Nine days after Brittney first showed symptoms of being unwell, her mum found her in her bed “lying in a pool of blood, unconscious.”
The little girl was taken to Gold Coast University Hospital by ambulance and was x-rayed on arrival. Finally, the mystery had been solved.
“That’s when I was told that she had a button battery ingested in her chest area,” Mrs Conway said.
Unfortunately, it was too late.
“It had burnt through her oesophagus, into her aorta,” the mum shared.
Brittney was taken to surgery to undergo a grueling nine-hour surgical procedure to remove the battery and was transferred to the Queensland Children’s Hospital where she endured further surgery.
Sadly, eight days later on 28 July, she died from her injuries, three long weeks after she had swallowed the battery.
Review Of Brittney’s Death
Queensland Health declined to comment on the specifics of the case as the matter is under review.
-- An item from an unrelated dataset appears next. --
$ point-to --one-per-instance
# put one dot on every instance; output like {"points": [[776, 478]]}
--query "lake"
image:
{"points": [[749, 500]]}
However, the organisation advised ABC News that it is currently “carrying out a review of Brittney’s death and extends “sincere condolences” to her family and friends.”
“Brittney’s death was tragic and we welcome her family’s input in the Independent Patient Safety review,” it said in a statement.
“As professionals who dedicate their lives to caring for others, the staff who treated Brittney are also deeply saddened by her passing.
“Gold Coast Health will fully embrace any recommendations from the review.”
Brittney’s death has also been reported to the Coroners Court of Queensland. Brisbane coroner Don MacKenzie, will continue to investigate and is waiting for the pathologist report and other details.
Each week nationally, 20 children go to hospital suspected of swallowing a button battery.
CHOICE Editorial Director Margaret Rafferty has commented on the tragedy:
“We’re devastated to hear that another child has tragically passed away from ingesting a button battery. Our thoughts go out to their family and loved ones and to all the other families who have experienced the unnecessary tragedy of death or injury due to these products. Button batteries are a common but deadly household item that can seriously harm children. When ingested or swallowed, these small round batteries can quickly burn through a child’s oesophagus or other internal organs, causing serious and irreversible injury or death.
“We know that the voluntary safety code isn’t working because when we tested common household items containing button batteries in our labs nearly 60% failed to meet the standard. That means that the batteries in those products were easily accessible, posing a huge risk to young children. CHOICE will continue to call for strong protections to help prevent this kind of tragedy. We know there is a solution that will keep children safer – a mandatory standard for button batteries which will make it harder for these deadly batteries to slip out of common household items and into the hands of our little ones.”
Demand An X-Ray
Kidsafe chief executive Susan Teerds said that anyone who suspects a child has swallowed a battery – whether it is fully charged or flat – should call the Poisons Information Centre on 13 11 26 or triple-0.
“You can go directly to an emergency department if you know your child has swallowed a button battery and ask for an X-ray.”
Do not leave the hospital until an x-ray is taken! Otherwise, the consequences can be deadly.